Abstract

The economic and legal view of vertical integration has varied over time, but, a constant source of concern is the fear that the integrated firm will foreclose competitors from intermediate markets. At the same time, most commentators have considered the economics of vertical contracts, especially exclusive dealing, to be essentially identical to vertical merger.

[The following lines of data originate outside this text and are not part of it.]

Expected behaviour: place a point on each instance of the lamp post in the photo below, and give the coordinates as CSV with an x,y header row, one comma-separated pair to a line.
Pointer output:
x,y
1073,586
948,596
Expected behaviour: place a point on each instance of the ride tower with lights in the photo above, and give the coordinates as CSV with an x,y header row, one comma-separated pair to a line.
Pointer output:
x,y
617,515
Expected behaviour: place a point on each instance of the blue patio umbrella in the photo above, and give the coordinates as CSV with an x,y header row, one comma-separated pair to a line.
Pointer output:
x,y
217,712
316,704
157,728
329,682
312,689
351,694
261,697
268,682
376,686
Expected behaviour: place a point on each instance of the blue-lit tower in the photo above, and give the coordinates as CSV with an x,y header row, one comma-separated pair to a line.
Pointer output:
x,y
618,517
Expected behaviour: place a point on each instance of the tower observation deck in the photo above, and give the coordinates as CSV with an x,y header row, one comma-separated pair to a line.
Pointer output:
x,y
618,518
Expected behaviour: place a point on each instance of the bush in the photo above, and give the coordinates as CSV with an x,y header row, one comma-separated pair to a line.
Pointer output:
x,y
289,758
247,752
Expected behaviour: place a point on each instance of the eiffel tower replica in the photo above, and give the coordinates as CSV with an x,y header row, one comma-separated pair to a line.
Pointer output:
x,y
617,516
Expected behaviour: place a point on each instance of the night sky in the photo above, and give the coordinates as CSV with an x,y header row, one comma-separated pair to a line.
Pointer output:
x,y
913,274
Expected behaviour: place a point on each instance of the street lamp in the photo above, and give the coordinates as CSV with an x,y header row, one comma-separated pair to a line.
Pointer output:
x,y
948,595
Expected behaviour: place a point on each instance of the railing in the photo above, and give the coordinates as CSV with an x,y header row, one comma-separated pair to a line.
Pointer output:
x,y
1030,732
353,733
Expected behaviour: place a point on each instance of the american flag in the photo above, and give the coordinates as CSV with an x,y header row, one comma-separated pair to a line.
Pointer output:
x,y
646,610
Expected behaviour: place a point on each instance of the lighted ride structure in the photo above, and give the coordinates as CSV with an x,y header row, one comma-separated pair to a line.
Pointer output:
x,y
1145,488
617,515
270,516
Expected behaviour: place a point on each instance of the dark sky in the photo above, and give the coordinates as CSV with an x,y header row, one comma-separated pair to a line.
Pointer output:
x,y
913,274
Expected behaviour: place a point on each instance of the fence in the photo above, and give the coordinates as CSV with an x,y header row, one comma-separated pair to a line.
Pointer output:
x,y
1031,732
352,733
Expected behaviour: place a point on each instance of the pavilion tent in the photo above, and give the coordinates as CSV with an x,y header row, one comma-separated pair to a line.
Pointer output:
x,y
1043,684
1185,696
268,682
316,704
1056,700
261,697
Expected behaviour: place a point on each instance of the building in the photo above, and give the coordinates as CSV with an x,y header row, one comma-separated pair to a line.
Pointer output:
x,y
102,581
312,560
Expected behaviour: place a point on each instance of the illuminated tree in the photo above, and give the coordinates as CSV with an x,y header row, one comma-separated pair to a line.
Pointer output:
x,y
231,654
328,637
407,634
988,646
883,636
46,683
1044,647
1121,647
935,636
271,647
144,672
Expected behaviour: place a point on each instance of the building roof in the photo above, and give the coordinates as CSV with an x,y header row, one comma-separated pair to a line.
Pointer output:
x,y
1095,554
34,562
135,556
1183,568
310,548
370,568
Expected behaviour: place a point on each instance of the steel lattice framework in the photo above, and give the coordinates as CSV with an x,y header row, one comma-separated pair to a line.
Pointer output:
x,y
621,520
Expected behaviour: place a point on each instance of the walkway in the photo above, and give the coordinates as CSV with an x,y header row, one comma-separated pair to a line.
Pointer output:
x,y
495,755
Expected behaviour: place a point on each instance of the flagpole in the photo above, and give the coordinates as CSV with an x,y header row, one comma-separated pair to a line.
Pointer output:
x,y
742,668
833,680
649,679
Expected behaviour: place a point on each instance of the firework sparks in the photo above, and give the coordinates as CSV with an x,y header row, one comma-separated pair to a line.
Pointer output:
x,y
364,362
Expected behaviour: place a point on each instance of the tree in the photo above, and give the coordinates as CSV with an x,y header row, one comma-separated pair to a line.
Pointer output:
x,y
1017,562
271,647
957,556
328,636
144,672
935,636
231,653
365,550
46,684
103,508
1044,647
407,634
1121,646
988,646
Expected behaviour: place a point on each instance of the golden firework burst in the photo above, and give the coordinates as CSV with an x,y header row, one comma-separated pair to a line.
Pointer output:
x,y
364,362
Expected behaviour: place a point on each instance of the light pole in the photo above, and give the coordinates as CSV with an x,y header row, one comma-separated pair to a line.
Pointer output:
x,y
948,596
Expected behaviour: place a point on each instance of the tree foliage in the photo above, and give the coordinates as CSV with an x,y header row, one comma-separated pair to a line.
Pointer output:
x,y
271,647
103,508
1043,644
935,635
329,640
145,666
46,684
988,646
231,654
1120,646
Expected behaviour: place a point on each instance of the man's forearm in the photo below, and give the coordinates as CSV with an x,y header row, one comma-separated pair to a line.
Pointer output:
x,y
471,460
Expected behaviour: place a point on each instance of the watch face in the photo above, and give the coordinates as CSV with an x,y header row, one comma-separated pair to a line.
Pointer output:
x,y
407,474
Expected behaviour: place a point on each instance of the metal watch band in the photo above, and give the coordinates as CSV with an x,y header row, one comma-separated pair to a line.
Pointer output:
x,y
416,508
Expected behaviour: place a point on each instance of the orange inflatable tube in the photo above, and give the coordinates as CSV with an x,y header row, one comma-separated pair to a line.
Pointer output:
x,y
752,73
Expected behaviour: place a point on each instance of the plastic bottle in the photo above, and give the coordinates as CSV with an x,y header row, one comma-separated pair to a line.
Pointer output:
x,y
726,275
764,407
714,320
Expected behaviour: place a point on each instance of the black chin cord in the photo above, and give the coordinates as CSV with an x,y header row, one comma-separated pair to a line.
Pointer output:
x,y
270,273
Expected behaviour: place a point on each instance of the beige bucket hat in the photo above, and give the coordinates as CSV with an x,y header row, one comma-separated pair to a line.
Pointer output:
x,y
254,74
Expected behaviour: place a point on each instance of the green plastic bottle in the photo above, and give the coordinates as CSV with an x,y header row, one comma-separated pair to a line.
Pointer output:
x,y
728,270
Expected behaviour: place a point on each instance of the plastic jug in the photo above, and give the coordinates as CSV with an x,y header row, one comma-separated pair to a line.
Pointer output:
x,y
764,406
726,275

Using the simple model of Comanor and Freeh [Comanor, William S. and Freeh, H.E., III, “The Competitive Effects of Vertical Agreements?” American Economic Review, June 1985, 75, 3, 539-46], it is shown that vertical mergers and exclusive dealing contracts are not behaviorally equivalent. In particular, vertical mergers will not lead to foreclosure of rivals for anticompetitive reasons, while ordinary exclusive dealing contracts will lead to such anticompetitive foreclosure. Vertical mergers avoid certain externalities that exclusive dealing contracts create. In this model, vertical mergers can only cause anticompetitive problems through their horizol aspects, by creating a monopoly of distributors. Of course, merger can always be mimicked by a complex enough contract between nominally independent parties. In this model, the contracts that mimic the merger require two parties to agree on the price of a third party's products and are particularly subject to being undermined by price-cutting. Thus, it is likely to be uncommon.